Though note that sometimes the 5 is replaced with 10. When both of these conditions are satisfied, then it's generally reasonable to assume that the sampling distribution of the sample proportion (the sample mean of data that takes values 0 or 1 ). So say p was 99%, then we'd have:
``n*p = 250*0.99 = 247.5n*(1-p) = 250*0.01 = 2.5 ``

The second one is not larger than 5, so in such a case it would not be reasonable to assume a Normal distribution; we'd need the sample size to be much larger. This is related to the Central Limit Theorem, forcing the sample size to be large enough so that the approximation is reasonable.
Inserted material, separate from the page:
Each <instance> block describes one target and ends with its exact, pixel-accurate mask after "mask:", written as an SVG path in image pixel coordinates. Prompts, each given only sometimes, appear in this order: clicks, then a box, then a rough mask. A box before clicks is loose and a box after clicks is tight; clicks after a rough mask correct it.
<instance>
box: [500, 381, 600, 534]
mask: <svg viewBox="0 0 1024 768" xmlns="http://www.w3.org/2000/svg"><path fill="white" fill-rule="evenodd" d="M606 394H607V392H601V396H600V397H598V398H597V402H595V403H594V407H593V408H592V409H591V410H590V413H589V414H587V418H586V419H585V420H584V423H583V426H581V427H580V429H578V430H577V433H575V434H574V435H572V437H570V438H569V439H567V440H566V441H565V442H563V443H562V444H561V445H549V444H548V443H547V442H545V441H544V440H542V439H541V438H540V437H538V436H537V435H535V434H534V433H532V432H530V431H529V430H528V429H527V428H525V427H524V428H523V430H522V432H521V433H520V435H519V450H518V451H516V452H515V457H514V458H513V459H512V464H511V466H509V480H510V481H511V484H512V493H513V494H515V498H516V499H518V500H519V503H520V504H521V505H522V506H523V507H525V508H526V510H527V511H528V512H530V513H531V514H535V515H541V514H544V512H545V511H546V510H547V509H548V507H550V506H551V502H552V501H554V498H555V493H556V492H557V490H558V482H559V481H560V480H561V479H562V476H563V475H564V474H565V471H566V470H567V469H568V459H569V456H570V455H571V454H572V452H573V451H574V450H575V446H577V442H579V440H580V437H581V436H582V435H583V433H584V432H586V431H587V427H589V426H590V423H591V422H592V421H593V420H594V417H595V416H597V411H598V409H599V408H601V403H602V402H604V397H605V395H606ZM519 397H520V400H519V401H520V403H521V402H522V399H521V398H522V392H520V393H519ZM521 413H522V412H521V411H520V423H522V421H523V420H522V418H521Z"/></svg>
Though, there's always a possibility of still having extremely rare events (like some rare disease, where 1 in 10000 people have it) and so the raw proportion isn't a very useful measure. Sometimes instead of the proportion, people will think about the "odds," defined as p / (1-p), and the natural log of this quantity is generally assumed to be normally distributed.
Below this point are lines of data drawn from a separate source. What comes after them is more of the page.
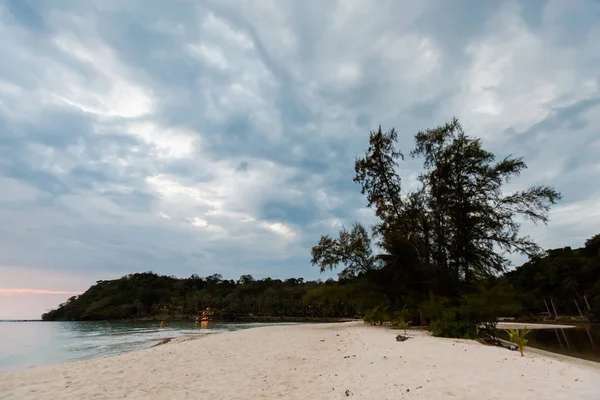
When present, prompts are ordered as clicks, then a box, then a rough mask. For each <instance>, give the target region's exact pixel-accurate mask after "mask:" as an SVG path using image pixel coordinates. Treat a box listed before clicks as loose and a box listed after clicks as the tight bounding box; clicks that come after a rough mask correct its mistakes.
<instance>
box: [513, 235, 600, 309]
mask: <svg viewBox="0 0 600 400" xmlns="http://www.w3.org/2000/svg"><path fill="white" fill-rule="evenodd" d="M506 278H507V280H508V281H509V282H510V284H511V285H512V287H513V288H514V289H515V290H516V291H517V292H518V293H519V296H520V300H521V302H522V303H523V304H524V305H525V306H526V308H527V309H528V310H530V311H531V312H548V311H549V312H550V314H554V313H557V314H559V315H560V314H562V315H565V314H568V315H579V314H580V313H581V314H590V313H591V314H592V317H594V318H595V319H596V320H598V319H600V234H599V235H596V236H594V237H592V238H590V239H588V240H587V241H586V242H585V246H584V247H582V248H579V249H571V248H570V247H564V248H560V249H553V250H548V251H547V252H546V256H544V257H533V258H532V259H531V260H530V261H528V262H527V263H525V264H523V265H522V266H521V267H519V268H517V269H516V270H514V271H511V272H508V273H507V274H506Z"/></svg>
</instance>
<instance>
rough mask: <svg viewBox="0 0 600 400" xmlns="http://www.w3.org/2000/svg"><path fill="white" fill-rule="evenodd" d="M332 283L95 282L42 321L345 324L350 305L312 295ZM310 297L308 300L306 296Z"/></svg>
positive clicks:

• Where did the .495 come from? at
• We want to be 99% confident i.e. with probability of 0.99, sample mean lies in the confidence interval. Since confidence interval is symmetrical about mean of sampling distribution of sample means, so we want 0.99/2=0.495 probability on both sides of mean. From here only, 0.495 was calculated.According to what happy 2332 said. If you look at confidence interval 1, Sal tells you why you want to divide it by 2. Because you only want between the mean and your z score. Because the z score tells you everything to the left of the z score you want to know what is only between. Then and only then, can you multiply to find the interval of your z score.
• What is the difference between Standard Error and Standard Deviation? Why doesn't he use the formula where it's square root of 1-p times p over n? What is the difference between that formula and the formula standard deviation over the square root of the samples? I am so confused.
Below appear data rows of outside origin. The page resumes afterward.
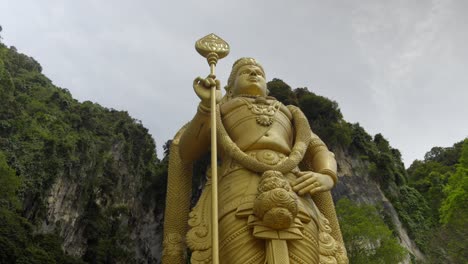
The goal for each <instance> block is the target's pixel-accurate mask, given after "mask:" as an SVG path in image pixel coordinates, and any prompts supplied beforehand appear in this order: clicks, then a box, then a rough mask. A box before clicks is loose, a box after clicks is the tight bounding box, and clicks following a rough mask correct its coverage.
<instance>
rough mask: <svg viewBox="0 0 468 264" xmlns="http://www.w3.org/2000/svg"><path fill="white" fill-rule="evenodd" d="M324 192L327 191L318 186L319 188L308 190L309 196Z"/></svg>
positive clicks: (314, 188)
mask: <svg viewBox="0 0 468 264" xmlns="http://www.w3.org/2000/svg"><path fill="white" fill-rule="evenodd" d="M324 191H327V188H325V187H324V186H320V187H317V188H314V189H312V190H310V192H309V193H310V194H316V193H319V192H324Z"/></svg>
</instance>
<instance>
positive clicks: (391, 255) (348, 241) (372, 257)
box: [336, 198, 406, 264]
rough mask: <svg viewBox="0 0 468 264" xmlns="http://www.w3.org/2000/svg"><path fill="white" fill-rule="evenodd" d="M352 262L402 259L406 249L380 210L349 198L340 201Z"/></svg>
mask: <svg viewBox="0 0 468 264" xmlns="http://www.w3.org/2000/svg"><path fill="white" fill-rule="evenodd" d="M336 213H337V215H338V219H339V221H340V223H341V231H342V233H343V239H344V240H345V242H346V248H347V251H348V258H349V262H350V263H353V264H361V263H362V264H367V263H388V264H393V263H399V262H401V261H403V259H404V258H405V255H406V251H405V250H404V249H403V248H402V247H401V246H400V245H399V244H398V240H397V239H396V238H395V237H394V236H393V235H392V231H391V230H390V229H389V228H388V226H387V225H386V224H385V222H384V221H383V219H382V218H381V216H380V215H379V212H378V210H377V209H376V208H375V207H374V206H371V205H356V204H355V203H353V202H351V201H350V200H348V199H347V198H342V199H340V200H339V201H338V203H337V204H336Z"/></svg>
• The difference between standard error and standard deviation lies in their application and interpretation. Standard deviation (SD) measures the dispersion or spread of a set of values in a population or sample. It tells you how much individual values typically differ from the mean. Standard error (SE), on the other hand, measures the precision of a sample statistic (such as the sample mean or sample proportion) as an estimate of a population parameter. It tells you how much the sample statistic is expected to vary from the true population parameter across different samples.Regarding the formula difference, the formula you mentioned, √[(1-p) * p / n], is used to calculate the standard error of the sample proportion (p-hat) in a binomial distribution, where p represents the population proportion and n represents the sample size. In the context of the provided explanation, the standard deviation of the sample (0.50) divided by the square root of the sample size (n) is used to estimate the standard error of the sample mean, which is a different statistic.
(1 vote)
• This can more easily done and understood as a CI of proportions which resolves quickly into [0.487, 0.649].
phat = 0.568, z-star = 2.58, and n = 250
CI = phat +/- 2.58 sq rt [phat ((1-phat)/n)]
I suggest this video be redone to eliminate a lot of confusion. Why go to binomials and means - easy proportion!
This is the first time on KA I found a disagreeable lesson.
The benefit was I reviewed using a lot of sources and know more now than I would have otherwise! So, thank you!!